The Simple Things

Today has been a day of quiet fatigue. Like most Mondays, the day has been rimmed with email, phone calls and reading things that need to be read. I've sent out confirmation emails to my directees for the week, spent some time reflecting on what God might have in store for them and done a little schedule rearranging. I've reviewed the notes for the class on Sexuality & Spiritual Direction that I'll be teaching on Thursday night. And I've noticed, gently, that I'm tired.

The fatigue isn't particularly surprising to me. Last week was the Retreat in Daily Life. I organized and oversaw more than 120 spiritual direction appointments and spent 15-hour days on location. My personal rhythm of rest and engagement was thrown to the wind as I listened with nearly 30 dear souls in their journeys with God. While I (thankfully) didn't see all those retreatants myself (thank you, thank you to my team of directors), I did hold their stories in my heart and felt them in the depths of my soul.

Today, instead of my (way too) usual mode of pushing myself back into activity and engagement, I've allowed there to be space in my schedule and in my heart. I've breathed deeply. And I've paid attention to the simple things.

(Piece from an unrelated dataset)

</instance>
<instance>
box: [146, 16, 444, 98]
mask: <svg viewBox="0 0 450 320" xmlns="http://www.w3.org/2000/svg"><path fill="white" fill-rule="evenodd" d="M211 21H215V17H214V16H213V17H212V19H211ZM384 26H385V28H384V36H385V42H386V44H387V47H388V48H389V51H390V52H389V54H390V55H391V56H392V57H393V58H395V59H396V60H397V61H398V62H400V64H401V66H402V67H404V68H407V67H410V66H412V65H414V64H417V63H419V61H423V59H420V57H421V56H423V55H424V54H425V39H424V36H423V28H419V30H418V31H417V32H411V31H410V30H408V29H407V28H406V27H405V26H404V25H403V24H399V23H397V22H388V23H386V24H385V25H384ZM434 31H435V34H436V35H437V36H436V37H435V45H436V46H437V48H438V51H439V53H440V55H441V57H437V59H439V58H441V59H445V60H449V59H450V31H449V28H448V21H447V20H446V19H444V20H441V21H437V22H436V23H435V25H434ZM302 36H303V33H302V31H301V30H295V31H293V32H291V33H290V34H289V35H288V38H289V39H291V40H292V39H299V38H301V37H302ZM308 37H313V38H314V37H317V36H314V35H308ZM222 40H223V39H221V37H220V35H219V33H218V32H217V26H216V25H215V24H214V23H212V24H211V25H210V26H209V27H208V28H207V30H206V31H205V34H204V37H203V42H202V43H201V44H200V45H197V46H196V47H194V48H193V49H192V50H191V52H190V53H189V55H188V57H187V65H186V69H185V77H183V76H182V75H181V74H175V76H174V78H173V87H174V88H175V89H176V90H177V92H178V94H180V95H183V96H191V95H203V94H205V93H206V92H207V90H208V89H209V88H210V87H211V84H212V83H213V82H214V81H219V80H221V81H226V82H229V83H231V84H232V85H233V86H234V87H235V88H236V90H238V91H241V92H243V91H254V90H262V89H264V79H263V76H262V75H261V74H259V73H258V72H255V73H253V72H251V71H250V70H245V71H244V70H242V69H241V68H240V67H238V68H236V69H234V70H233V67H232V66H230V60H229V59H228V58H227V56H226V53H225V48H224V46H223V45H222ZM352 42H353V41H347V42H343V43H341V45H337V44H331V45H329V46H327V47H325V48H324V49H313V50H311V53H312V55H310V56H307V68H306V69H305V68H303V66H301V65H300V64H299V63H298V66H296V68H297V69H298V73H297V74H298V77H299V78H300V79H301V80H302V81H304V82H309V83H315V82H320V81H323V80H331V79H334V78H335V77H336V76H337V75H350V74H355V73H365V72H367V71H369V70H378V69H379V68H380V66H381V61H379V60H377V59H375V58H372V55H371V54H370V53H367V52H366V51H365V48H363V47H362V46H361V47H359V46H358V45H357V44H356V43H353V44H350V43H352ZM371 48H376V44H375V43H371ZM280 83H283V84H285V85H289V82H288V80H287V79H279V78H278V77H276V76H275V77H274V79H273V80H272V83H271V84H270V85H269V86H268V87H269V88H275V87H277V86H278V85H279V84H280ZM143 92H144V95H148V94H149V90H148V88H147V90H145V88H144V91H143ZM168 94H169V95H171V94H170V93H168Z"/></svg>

The titmice returning to the feeder once again.

The taste of jasmine tea brewed just right.

The way the shadows on the back fence move and merge as the day grows long.

I consider these simple acts of attention to be prayer. There is no heroic effort, no muscular wrestling myself into silence or lathering myself into intercessory prayer. I have to say, I'm not evening thinking much about God, although I'm still undone by the miraculous works He did in people all week long.

I'm just noticing the simple things. Letting that be enough. Releasing my need to be "seen" or "productive" or even "valuable."

Oh, what grace. Grace in the titmice and the tea and the shadows. Grace in the resting and the receiving. Grace in God praying in and through me, even when I'm not thinking about Him.

It's the simple things that restore on days like these.